In 2017 Pete Earley distilled the reasons why this distinction is essential:
“The problem, according to Jaffe, is that the focus, money and attention in our nation is focused on helping nearly everyone but those ten million [with chronic m.i.] and the result is at least 140,000 SMI Americans being homeless, 392,037 in jails and prisons, 755,360 on probation or parole and at least 95,000 who need hospitalization unable to find a bed.”
His politics were less doctrinaire than fluid, tuned to the needs of the dispossessed who consumed his passions. He founded the nonpartisan Mental Illness Policy Organization. As an adjunct fellow at the conservative Manhattan Institute, Dj spoke at a White House summit on mental illness in December 2019. His countless articles and appearances across the media spectrum testify that he was a zealot not for ideology, but for enlightenment and hope.
Dj joined Fuller Torrey and TAC in 1998. He drew on Torrey’s collaborative expertise and on TAC’s informational and advocacy riches for his important 2017 book, Insane Consequences: How the Mental Health Industry Fails the Mentally Ill (Prometheus Books). Torrey acknowledged his friend and disciple’s stature in a statement released this morning:
“Since 1998, when we first started making plans for what became the Treatment Advocacy Center, Dj has been the single most effective advocate I have worked with and a close personal friend. His dedication to improving the treatment of people with serious mental illness, based on his experience with his sister-in-law, has been extraordinary. The amount of time and energy he has invested in this mission, first at TAC and then at Mental Illness Policy Org, is legendary. Even as he knew he was dying, DJ said nothing and continued his advocacy efforts.”
On a personal note:
It took me a while to get comfortable with the idea of meeting Dj Jaffe. His reputation as a controversial know-it-all firebrand put me off. But when we did meet, the rapport was instant. We discovered that we could make one another laugh. (I nearly lost it in a hotel coffee house in New York when my friend got embroiled in an argument with the waiter. This was no ordinary waiter-customer spat: the waiter was yelling at Dj!) Over several breakfasts, dinners and drinks in New York, Washington, and in the Powers home in Vermont, and in many lively emails, we kept up a bantering style that could segue seamlessly into explorations of our passions and ideas.

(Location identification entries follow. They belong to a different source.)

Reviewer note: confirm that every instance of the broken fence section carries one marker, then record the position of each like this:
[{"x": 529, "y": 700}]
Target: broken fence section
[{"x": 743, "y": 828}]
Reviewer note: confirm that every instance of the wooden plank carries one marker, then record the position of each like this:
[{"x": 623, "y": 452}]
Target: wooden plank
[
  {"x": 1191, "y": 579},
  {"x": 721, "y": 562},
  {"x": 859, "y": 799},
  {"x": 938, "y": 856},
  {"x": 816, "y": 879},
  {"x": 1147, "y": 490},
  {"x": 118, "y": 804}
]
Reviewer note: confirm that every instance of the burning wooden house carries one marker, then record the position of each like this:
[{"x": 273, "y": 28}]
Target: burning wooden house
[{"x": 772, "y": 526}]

His just-beneath-the-surface humor proved the key to Dj: The firebrand was a necessary tactic, not a character flaw. In fact, Dj Jaffe was an extraordinarily loving man, as his career shift after his sister-in-law’s illness demonstrates. He enjoyed a longstanding marriage to his wife Rose, a lovely, laughing woman whom he adored. When Rose died two years ago, his friends expected that Dj would be devastated with grief. He may have been, but he was back to his advocacy work in a day or two. He never mentioned his feelings.
He met a woman named Paula about a year and a half ago, via a dating app. She was the one who reached out to him, friends say. Dj probably knew at the time that he was dying. Paula and Dj were married on Friday in his hospital room. Paula wore white pajamas and stomped on a Styrofoam cup. By all accounts, the marriage was a happy one. Because that’s the kind of guy Dj Jaffe was.